Piotr Grinholc (b. 1966)
Gloria in Excelsis Deo (2025)
Małgorzata Trojanowska (soprano), Aneta Łukaszewicz (mezzo-soprano), Rafał Bartmiński (tenor), Łukasz Konieczny (bass)
Kontrapunkt, unnamed orchestra/Rafał Sulima
rec. live, 1 June 2025, Church of the Most Sacred Heart of Jesus, Ełk, Poland
Acte Préalable AP0599 [49]
The Mayor of the Polish city of Ełk commissioned this work to celebrate the 600th anniversary of the city’s founding. (That was a very nice civic event, I think. No celebration whatsoever occurred in my English town 900 years after it was first recorded in the Domesday Book.)
Piotr Grinholc, the composer, was the recording engineer. He is a professional recording engineer, and an organist and organ teacher at the Catholic Academy in Warsaw, where he also teaches information technology. He leads organ improvisation and chamber music classes at the Karol Szymanowski State Music School Complex in Warsaw. He is in receipt of a national award for his teaching and artistic activities.
Grinholc’s music can be compared with that of Polish composers who have recently moved away from the apocalyptic dissonance of Penderecki’s earlier works into realms that embrace intimate devotion to the ritualistic and solemn. Grinholc exposes his experience in writing for film: his accessible style encompasses fluid melodic singing, with sparing dissonance. The orchestration is similarly grateful on the ear. The whole Gloria may be best described as largely homophonic, although for the last ten minutes or so the composer introduces a lively fugue that terminates with all the performers declaiming ‘Amen’. I would not say that Grinholc manages to produce a truly memorable melodic experience; the writing is tonally continuous, and dramatic climaxes are few, if any.
The live recording reveals some of the familiar challenges of performing and recording in an old church. Such buildings are often large, even cavernous, and their naturally reverberant acoustics can be a mixed blessing. On the one hand, a generous bloom can mask moments of less-than-perfect ensemble, wrapping the sound in a forgiving haze. On the other, depending on the echo characteristics of the space, lower percussion can easily become over‑resonant. That is very much the case here. Whenever the bass drum is struck, its effect swells outwards and momentarily overwhelms the rest of the texture.

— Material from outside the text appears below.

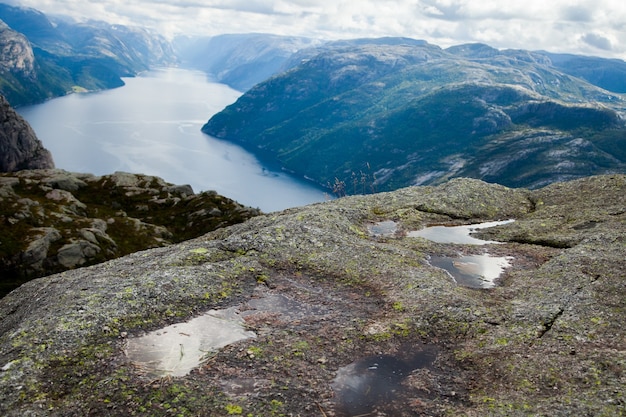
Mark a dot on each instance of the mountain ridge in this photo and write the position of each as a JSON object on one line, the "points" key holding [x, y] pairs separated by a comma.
{"points": [[370, 110], [67, 56]]}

Aside from this, the orchestra comes across well. Grinholc makes fairly frequent use of the bass drum, which only serves to highlight this particular acoustic quirk. I also noticed one brief moment when the chorus level drops unexpectedly, though it lasts only a few seconds. The congregation are blessedly silent until the applause at the end.
The four soloists are all really excellent; none of them deploys ‘expressive’ vibrato which seems so common in young British soloists. The nameless orchestra, rather good, is evidently a pickup ensemble. Its forty or so members are named in the excellently produced full-colour booklet, as are the members of the nearly identically sized choir. The booklet in Polish and English contains brief biographies of Piotr Grinholc, the singers and the conductor. The text of the Gloria, sung in Latin, is not printed as performed: there is much repetition, but it appears in its standard form in Latin, English and Polish.